BY KIMIKO ANZAI
「チリのワインがこんなにエレガントだなんて!」と驚かされるのが「ヴィーニャ・タラパカ」のワインだ。シャルドネは果実味豊かでピュア、チリの代表品種カルメネール(赤)は野性味を残しながらもまろやか、ワイナリーが得意とするカベルネ・ソーヴィニヨンは優雅で芳醇、どれもがハイレベルで「チリワイン=カジュアルワイン」のイメージを覆される。
ワイナリーの“フラッグシップ”は「タラパカ グラン レゼルバ ブルー ラベル レッド ブレンド 2021」で、果実のふくよかさが際立ち、奥深い味わいだ。カベルネ・ソーヴィニヨンを主体に、プティ・ヴェルド、マルベック、メルロ、カベルネ・フランをブレンド、その緻密で複雑な味わいは、美しいタペストリーを思わせる。
チーフ・ワインメーカーのセバスチャン・ルイス氏は笑顔でこう話す。
「このワインは『ヴィーニャ・タラパカ』のワインの“いいとこ取り”(笑)。5つの品種をブレンドしていますが、ベストの区画の中でも最良のブドウをセレクトしています。それぞれの品種の魅力を引き出し、“エレガントに織りなすこと”に苦心しています」
ルイス氏が理想とするのは“滑らかで美しいワイン”というが、まさにその理想が具現化されている。「ヴィーニャ・タラパカ」は1874年、首都サンティアゴの南に位置するマイポ・ヴァレーに設立、以来、ファイン・ワインを世界に送り出してきた。

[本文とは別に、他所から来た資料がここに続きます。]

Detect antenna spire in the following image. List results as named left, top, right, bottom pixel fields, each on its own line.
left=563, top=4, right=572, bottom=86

マイポ・ヴァレーは西に海岸山脈、東にアンデス山脈に囲まれた銘醸地で、高品質のカベルネ・ソーヴィニヨンやブレンドタイプの赤を生み出すことから“南アメリカのボルドー”と評する専門家も多い。「ヴィーニャ・タラパカ」は今年、この地で設立から150周年を迎え、老舗としての存在感を放っている。

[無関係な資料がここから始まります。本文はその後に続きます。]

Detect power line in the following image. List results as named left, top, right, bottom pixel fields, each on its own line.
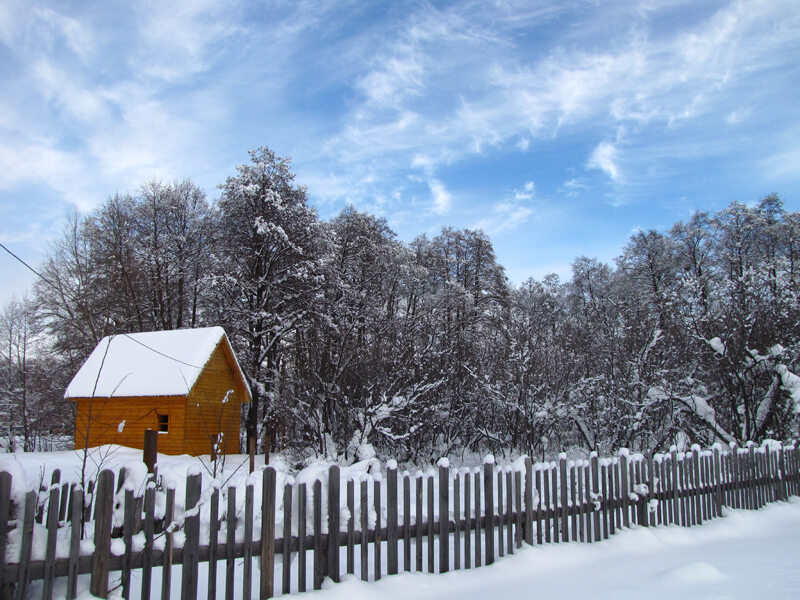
left=0, top=242, right=61, bottom=292
left=0, top=242, right=244, bottom=375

また、“よりよい未来”のためにワイナリーが力を入れているのが気候温暖化に対応するサステイナブルな試みだ。畑にはブドウを直射日光から守るカバークロップ(被覆作物)を植えている。畝の下草はそのままに、土中に微生物を増やすことでブドウがより栄養素を取り入れることができるよう、配慮している。また、ここには鳥やテントウムシなどの小さな虫も生息、生物多様性を実現している。それだけではなく、ワイナリーは、カンティリャーナ山脈の裾野に広大に広がる畑の中に、マイポ川まで続く“バイオロジカル・コリドー”と彼らが呼ぶ長い道(回廊)を作っている。これは、山に棲む野生動物たちが里におりてきて、川の水を飲みに来るための道だ。
ルイス氏は言う。
「動物や植物、自然との共存は、私たちが考えなくてはいけない大きな課題です。ワイン造り、ブドウ栽培は農業です。ですが、これは、時に私たち人間の都合で自然の多様性を壊してしまうこともある。私たちは、常に自然と向き合い、共存していきたいと考えています」。
最後に、来日して感動した”自社ワインとのマリアージュ”について尋ねると、こんな答えが返ってきた。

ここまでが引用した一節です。